Born: June 1, 1919
Hanandel was raised with his three brothers and sisters in the town of Kozlow, where his family sold grain and livestock. The family was religious, and they observed the Sabbath and all Jewish holidays and dietary laws. When Hanandel was 5, he began studying Hebrew, the Bible, prayers, and Jewish history.
1933-39: At age 14 Hanandel was apprenticed to his uncle in Sosnowiec as a tinsmith. He worked for his uncle during the day and attended trade school at night. When he graduated from trade school he worked full time as a tinsmith. The Germans occupied Sosnowiec on September 4, 1939. Jews were restricted from leaving the town, but since tinsmithing was a needed skill, Hanandel had a pass that allowed him to move about freely in order to do his work.

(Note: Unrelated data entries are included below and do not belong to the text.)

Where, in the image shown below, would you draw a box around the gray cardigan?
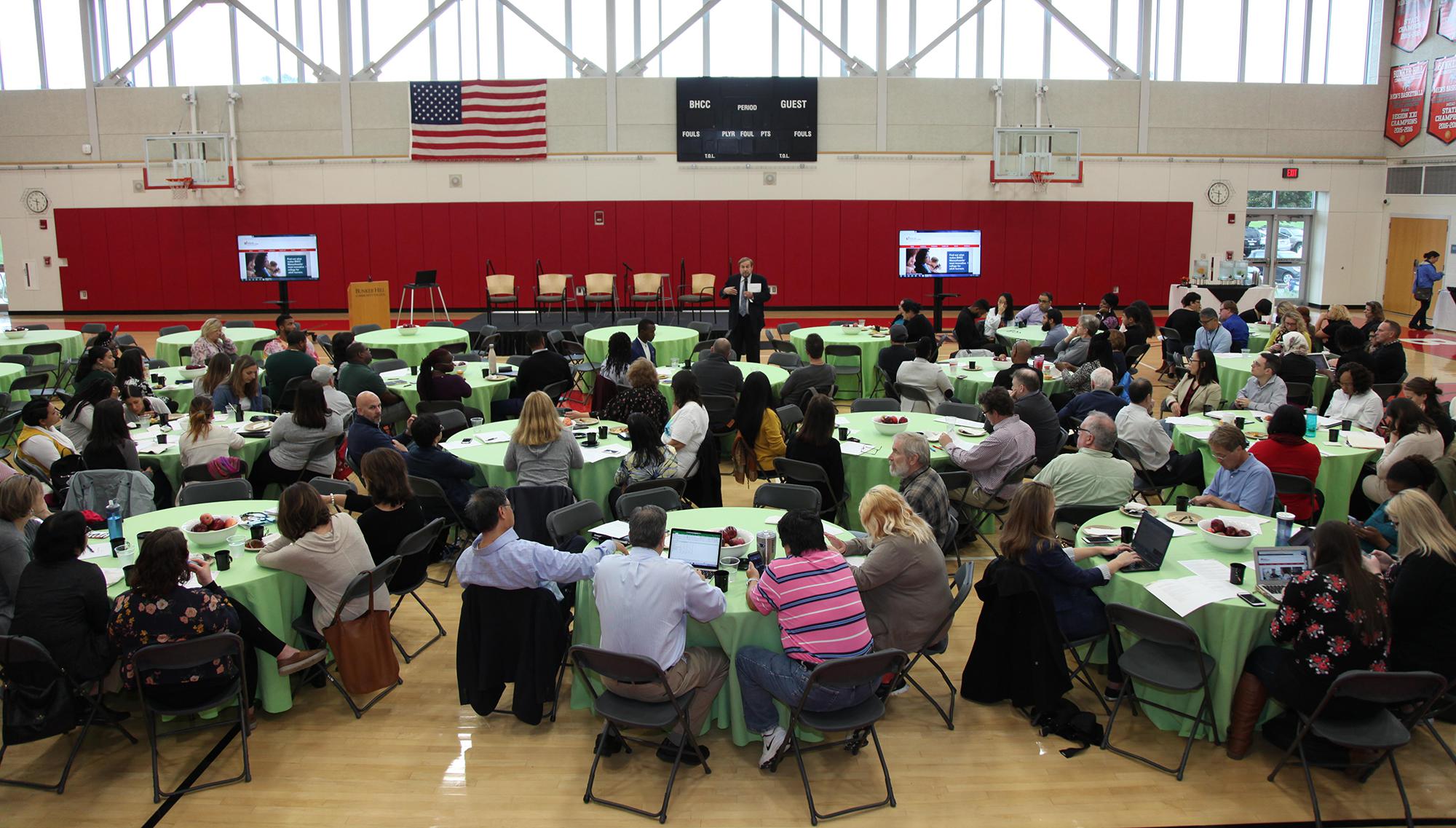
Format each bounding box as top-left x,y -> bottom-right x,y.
0,521 -> 41,636
505,429 -> 584,487
268,414 -> 344,474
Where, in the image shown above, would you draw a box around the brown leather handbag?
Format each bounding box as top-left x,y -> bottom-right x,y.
323,572 -> 399,695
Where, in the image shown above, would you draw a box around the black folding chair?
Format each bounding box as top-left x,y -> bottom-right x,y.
568,644 -> 711,822
293,556 -> 405,719
0,636 -> 137,795
1268,671 -> 1446,828
753,483 -> 821,515
879,561 -> 976,730
131,633 -> 253,802
1102,604 -> 1220,781
389,518 -> 446,665
769,650 -> 909,825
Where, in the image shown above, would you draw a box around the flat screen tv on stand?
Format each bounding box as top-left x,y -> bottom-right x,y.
895,230 -> 981,331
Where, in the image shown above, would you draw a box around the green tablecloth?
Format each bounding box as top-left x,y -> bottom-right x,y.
0,363 -> 31,402
0,329 -> 86,361
834,411 -> 980,531
131,414 -> 268,492
444,420 -> 629,513
1174,419 -> 1380,521
657,361 -> 789,399
1213,348 -> 1329,406
380,360 -> 515,423
151,328 -> 278,366
942,357 -> 1066,402
571,508 -> 849,746
354,326 -> 470,364
103,501 -> 309,713
789,325 -> 890,399
1077,506 -> 1275,739
581,325 -> 699,366
1249,322 -> 1274,354
996,325 -> 1073,351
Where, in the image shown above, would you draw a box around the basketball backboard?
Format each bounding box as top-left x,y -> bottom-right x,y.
992,127 -> 1082,184
141,133 -> 233,189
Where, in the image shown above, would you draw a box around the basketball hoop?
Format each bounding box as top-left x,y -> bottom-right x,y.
167,176 -> 192,201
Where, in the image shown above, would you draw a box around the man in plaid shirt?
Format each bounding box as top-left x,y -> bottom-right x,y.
890,432 -> 951,538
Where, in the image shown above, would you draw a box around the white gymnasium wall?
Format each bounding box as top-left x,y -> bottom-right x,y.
0,77 -> 1386,310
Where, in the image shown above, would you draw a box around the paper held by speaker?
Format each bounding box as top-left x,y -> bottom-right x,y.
992,127 -> 1082,189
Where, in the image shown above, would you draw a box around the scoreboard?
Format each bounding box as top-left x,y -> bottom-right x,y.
677,77 -> 818,162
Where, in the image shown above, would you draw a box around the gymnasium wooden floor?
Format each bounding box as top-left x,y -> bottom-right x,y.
0,312 -> 1456,828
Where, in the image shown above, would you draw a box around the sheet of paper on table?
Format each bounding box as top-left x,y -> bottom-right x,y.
591,521 -> 628,541
1178,559 -> 1254,586
1147,575 -> 1243,618
581,445 -> 628,464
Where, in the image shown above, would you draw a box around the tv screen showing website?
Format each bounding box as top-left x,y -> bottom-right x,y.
900,230 -> 981,278
237,236 -> 319,281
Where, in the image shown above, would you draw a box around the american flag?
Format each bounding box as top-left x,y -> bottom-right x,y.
409,80 -> 546,160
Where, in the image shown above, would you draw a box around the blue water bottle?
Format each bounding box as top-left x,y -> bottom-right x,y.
106,500 -> 127,556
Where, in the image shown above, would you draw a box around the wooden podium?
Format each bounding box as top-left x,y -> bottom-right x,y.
349,281 -> 389,328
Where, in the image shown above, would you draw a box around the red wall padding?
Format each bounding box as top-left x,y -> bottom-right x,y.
55,201 -> 1192,313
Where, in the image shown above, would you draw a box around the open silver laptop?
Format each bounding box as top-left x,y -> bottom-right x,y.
1254,547 -> 1309,602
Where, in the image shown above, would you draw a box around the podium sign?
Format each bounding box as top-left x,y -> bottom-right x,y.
349,281 -> 389,328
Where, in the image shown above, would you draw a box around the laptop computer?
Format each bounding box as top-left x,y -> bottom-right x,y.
1254,547 -> 1309,602
1102,513 -> 1174,572
667,529 -> 724,570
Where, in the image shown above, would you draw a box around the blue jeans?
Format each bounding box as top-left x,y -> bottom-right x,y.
734,647 -> 877,733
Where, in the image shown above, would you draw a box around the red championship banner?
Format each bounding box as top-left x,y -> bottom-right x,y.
1390,0 -> 1431,51
1425,55 -> 1456,144
1385,60 -> 1425,147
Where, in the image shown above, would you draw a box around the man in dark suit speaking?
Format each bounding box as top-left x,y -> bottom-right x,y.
719,256 -> 769,361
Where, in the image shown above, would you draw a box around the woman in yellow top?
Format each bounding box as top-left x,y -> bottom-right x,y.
732,371 -> 788,471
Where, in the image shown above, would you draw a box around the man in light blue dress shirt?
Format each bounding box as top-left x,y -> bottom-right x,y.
1192,307 -> 1233,354
456,487 -> 626,599
1191,423 -> 1274,515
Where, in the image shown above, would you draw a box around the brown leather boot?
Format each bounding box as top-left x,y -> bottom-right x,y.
1224,674 -> 1270,760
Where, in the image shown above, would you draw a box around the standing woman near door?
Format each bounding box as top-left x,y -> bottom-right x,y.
1411,251 -> 1446,331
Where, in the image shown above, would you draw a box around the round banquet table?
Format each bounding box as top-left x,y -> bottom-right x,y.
789,325 -> 890,399
131,414 -> 268,492
0,329 -> 86,361
581,325 -> 699,364
1077,506 -> 1275,739
657,361 -> 789,399
941,357 -> 1066,402
380,360 -> 515,423
1213,348 -> 1329,408
996,325 -> 1073,351
1174,411 -> 1380,521
151,328 -> 278,366
443,420 -> 630,513
354,325 -> 470,364
834,411 -> 984,531
103,501 -> 309,713
0,363 -> 31,402
571,508 -> 849,746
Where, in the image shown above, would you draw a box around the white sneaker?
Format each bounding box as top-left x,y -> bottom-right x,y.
759,725 -> 789,768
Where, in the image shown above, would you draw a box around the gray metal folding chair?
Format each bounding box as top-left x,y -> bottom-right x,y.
1102,604 -> 1220,781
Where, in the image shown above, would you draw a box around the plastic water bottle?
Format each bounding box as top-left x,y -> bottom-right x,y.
106,499 -> 127,556
1274,512 -> 1294,547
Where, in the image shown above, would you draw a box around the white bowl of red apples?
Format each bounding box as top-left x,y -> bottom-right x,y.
182,512 -> 237,547
872,414 -> 910,436
1198,518 -> 1259,553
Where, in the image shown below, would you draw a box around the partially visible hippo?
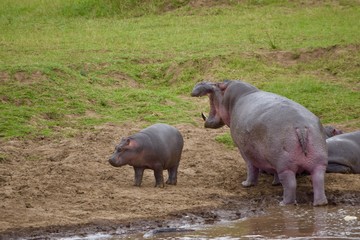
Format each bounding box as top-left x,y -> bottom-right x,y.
324,125 -> 343,138
109,123 -> 184,187
191,80 -> 327,206
326,131 -> 360,173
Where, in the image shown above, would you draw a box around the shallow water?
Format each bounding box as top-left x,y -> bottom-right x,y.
60,206 -> 360,240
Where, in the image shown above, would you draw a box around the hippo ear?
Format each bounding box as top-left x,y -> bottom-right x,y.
126,138 -> 139,148
216,80 -> 230,92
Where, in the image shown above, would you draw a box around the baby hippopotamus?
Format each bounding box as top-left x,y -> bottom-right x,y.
109,123 -> 184,187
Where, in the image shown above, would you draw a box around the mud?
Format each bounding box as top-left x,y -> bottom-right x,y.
0,123 -> 360,239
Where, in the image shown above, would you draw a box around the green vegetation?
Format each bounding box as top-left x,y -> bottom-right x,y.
0,0 -> 360,141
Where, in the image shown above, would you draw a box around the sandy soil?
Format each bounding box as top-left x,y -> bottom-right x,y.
0,119 -> 360,239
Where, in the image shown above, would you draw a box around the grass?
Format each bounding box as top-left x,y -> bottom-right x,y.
0,0 -> 360,138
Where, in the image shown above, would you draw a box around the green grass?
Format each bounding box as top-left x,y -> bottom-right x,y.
0,0 -> 360,138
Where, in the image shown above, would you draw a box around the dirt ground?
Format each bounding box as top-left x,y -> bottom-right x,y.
0,119 -> 360,239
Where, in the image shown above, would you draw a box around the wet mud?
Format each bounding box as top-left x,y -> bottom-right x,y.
0,123 -> 360,239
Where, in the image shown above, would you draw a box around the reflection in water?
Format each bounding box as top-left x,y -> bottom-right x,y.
61,205 -> 360,240
139,206 -> 360,240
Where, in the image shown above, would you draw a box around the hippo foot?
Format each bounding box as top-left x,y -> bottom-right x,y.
313,198 -> 328,207
279,200 -> 298,206
241,181 -> 256,187
166,180 -> 176,185
155,183 -> 165,188
271,181 -> 281,186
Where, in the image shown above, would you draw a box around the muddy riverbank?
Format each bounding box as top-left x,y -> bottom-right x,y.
0,123 -> 360,239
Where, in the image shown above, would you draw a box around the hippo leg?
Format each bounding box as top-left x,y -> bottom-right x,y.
271,173 -> 281,186
166,166 -> 178,185
278,170 -> 296,205
134,167 -> 145,187
241,158 -> 259,187
311,166 -> 328,206
326,163 -> 353,173
154,167 -> 164,187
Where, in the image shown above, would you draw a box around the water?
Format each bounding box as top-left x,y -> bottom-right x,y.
57,206 -> 360,240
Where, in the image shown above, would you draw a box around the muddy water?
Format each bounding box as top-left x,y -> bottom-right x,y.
129,206 -> 360,240
60,206 -> 360,240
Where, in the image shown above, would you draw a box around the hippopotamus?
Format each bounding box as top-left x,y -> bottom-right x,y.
326,131 -> 360,173
191,80 -> 327,206
109,123 -> 184,187
324,125 -> 343,138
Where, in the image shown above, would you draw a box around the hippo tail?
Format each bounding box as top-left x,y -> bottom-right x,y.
296,127 -> 308,156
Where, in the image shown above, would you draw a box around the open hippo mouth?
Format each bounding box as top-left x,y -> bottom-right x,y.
191,82 -> 225,128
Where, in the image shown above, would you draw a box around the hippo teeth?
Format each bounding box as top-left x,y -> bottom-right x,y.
201,113 -> 207,121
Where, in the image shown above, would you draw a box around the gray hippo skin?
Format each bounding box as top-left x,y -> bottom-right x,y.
191,80 -> 327,206
326,131 -> 360,173
324,126 -> 343,138
109,124 -> 184,187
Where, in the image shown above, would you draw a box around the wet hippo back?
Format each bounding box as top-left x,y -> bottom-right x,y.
326,131 -> 360,173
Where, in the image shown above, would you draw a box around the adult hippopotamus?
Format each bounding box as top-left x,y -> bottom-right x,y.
109,123 -> 184,187
191,80 -> 327,206
326,131 -> 360,173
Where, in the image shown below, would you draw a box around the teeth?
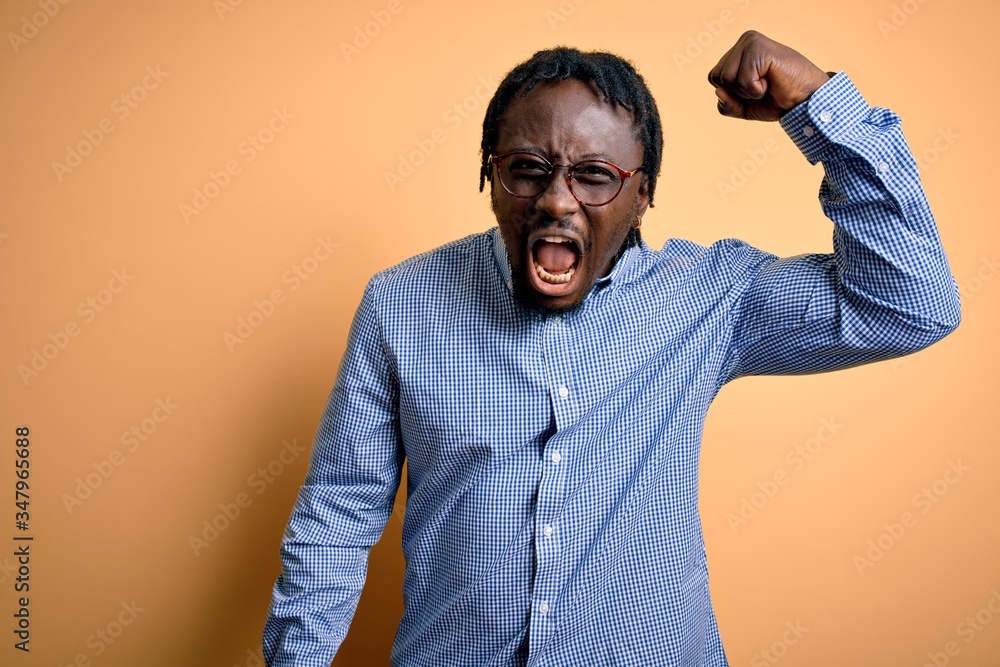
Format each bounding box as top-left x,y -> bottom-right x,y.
532,262 -> 576,285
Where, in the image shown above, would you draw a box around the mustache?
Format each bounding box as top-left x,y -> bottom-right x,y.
518,216 -> 593,258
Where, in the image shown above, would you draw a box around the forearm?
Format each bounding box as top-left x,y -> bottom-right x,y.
781,73 -> 960,340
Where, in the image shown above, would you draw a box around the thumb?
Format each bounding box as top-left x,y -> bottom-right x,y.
715,87 -> 746,118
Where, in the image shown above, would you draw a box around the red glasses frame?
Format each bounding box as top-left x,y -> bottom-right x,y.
488,151 -> 642,207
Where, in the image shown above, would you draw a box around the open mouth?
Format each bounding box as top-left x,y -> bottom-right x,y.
529,234 -> 583,297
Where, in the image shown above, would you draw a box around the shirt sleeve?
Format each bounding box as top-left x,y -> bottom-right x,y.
263,280 -> 403,667
723,72 -> 960,382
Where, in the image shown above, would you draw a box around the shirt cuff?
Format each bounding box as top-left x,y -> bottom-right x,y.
780,72 -> 871,164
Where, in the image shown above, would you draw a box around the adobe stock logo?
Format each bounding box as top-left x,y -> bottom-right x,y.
853,459 -> 972,577
7,0 -> 69,53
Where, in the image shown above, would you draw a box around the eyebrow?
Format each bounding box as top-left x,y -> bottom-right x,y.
503,146 -> 614,163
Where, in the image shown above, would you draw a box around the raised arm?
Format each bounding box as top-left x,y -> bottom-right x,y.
709,32 -> 960,380
264,284 -> 403,667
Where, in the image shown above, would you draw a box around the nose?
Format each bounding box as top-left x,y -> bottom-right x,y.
534,167 -> 580,220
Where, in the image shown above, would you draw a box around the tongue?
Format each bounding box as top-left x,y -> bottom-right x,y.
535,241 -> 577,273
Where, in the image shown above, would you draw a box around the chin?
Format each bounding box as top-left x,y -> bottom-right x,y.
511,271 -> 589,315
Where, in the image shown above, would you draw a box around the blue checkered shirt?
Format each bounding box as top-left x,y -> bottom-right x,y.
264,73 -> 959,667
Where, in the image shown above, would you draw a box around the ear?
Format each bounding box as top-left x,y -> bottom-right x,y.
635,173 -> 649,218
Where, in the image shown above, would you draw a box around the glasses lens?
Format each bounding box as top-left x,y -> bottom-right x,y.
499,153 -> 622,206
500,153 -> 552,197
570,162 -> 622,206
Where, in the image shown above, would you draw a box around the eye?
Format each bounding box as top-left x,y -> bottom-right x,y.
507,156 -> 549,180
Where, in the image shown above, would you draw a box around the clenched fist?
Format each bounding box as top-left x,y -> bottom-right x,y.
708,30 -> 829,121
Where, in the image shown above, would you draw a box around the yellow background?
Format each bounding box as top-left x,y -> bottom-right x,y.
0,0 -> 1000,667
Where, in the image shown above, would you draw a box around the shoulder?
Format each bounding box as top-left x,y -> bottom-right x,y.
365,231 -> 492,299
651,238 -> 777,282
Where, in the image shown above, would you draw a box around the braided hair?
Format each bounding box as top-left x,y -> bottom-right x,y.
479,46 -> 663,206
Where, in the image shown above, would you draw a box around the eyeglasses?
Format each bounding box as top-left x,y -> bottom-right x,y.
489,153 -> 642,206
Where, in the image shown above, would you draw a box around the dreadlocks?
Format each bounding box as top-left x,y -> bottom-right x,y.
479,46 -> 663,206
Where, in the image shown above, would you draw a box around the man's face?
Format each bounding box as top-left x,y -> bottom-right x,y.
490,79 -> 649,310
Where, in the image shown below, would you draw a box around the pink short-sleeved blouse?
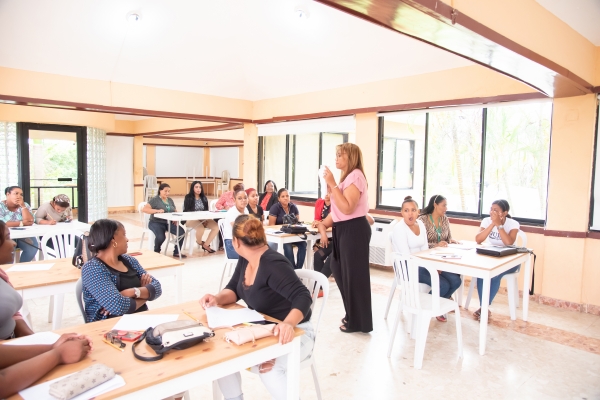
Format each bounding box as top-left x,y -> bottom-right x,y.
331,168 -> 369,222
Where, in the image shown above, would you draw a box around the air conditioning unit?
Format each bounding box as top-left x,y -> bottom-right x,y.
369,217 -> 398,267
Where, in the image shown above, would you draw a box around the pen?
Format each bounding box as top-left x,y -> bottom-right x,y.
102,339 -> 123,353
181,310 -> 200,322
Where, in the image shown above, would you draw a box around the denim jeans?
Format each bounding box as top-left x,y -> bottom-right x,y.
217,322 -> 315,400
148,221 -> 185,254
419,267 -> 461,299
223,239 -> 240,258
15,238 -> 38,262
283,241 -> 306,269
477,265 -> 521,307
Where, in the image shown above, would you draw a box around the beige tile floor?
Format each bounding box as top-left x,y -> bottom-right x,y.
28,199 -> 600,400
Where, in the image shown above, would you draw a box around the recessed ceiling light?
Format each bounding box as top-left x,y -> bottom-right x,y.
294,6 -> 310,19
127,12 -> 142,23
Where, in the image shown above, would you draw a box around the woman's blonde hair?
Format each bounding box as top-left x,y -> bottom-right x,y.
335,143 -> 367,183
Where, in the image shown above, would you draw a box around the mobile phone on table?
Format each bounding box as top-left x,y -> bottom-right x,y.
104,329 -> 144,342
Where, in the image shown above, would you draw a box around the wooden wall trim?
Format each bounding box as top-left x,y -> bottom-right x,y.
253,92 -> 548,124
0,94 -> 252,124
317,0 -> 593,97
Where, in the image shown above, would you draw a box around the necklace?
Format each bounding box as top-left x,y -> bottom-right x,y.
429,214 -> 442,243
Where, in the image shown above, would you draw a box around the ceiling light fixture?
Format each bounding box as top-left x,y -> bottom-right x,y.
127,12 -> 142,23
294,6 -> 310,19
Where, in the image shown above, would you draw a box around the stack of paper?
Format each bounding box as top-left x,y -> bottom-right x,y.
206,307 -> 265,329
19,372 -> 125,400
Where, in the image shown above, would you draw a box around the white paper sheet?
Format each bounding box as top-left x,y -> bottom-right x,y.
6,263 -> 54,272
206,307 -> 265,329
448,243 -> 475,250
19,374 -> 125,400
113,314 -> 179,331
5,332 -> 60,346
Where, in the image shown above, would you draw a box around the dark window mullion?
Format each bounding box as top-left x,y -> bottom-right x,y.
477,108 -> 487,217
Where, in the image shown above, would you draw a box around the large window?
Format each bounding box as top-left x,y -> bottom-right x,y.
378,102 -> 552,223
258,132 -> 348,200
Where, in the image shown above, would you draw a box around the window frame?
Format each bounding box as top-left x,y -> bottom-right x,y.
375,105 -> 552,227
258,132 -> 349,202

1940-44: In 1942 Hanandel was deported to a labor camp [Plaszow], and after the Germans learned what his trade was he was taken to work at an airplane bomber factory in the city of Mielec. By summer 1944 the Soviets were advancing. The Germans, concerned that skilled laborers might be captured, deported those laborers, including Hanandel, to the Flossenbürg concentration camp. The Germans removed their clothes, shaved their genitals, and threw lye on their exposed skin. They were sent to stone quarries to work in the hot sun, stark naked, like animals, for an entire week.
Hanandel was liberated by American troops in May 1945. After the war he immigrated to the United States.